When Dani (Florence Pugh) is struck by a family tragedy, her boyfriend Christian (Jack Reynor) feels pressured to invite her on his own holiday to celebrate the Swedish festival of Midsommar. Upon arrival, the group are met by the entire community, embraced into their simple and tradition filled way of life. However, after the festivities truly begin, they soon realise the celebration of Midsommar is far more unknown and mysterious than they had ever imagined.

Holding strong on its themes of grief and difficult relationships, director Ari Aster has even described the film as ‘a break-up movie’, placing Midsommar as a particularly strong actualisation of ambiguity. As is so common with these fresh breakout horrors, the gore and visual obscenities are purely a superficial layer of grease coating the surface of the feature’s deep skin. Midsommar heightens all of its senses, offering a fully immersive film with something to offer in every one of its outlets. 

The story holds intuitive and original for a very extended period, and despite its length, never does it drag. The theming and pacing is set at just the right tone to loop each connecting sequence together, opening up the wider lore and realistic side of such a dark story.
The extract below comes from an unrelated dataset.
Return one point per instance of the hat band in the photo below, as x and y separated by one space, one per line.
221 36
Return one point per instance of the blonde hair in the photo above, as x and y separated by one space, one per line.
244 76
This is only enhanced by the magnificent Florence Pugh, offering not just her best performance to date, but one of the most harrowing and grief ridden displays cinema will ever see. Her portrayal of extreme loss is simply just as horrifying at the terrible imagery Midsommar swims in throughout the entire feature.

It never holds back, and never shies from the height of strange. Featuring endless blood, gore, sex, mutilation, drugs, fear and some of the most disturbing images anyone will ever see, Midsommar still manages to be so, so much more. It’s a beautifully freakish production with so much to say, but my word is it not for anyone with a weak stomach or a hatred for bloodshed.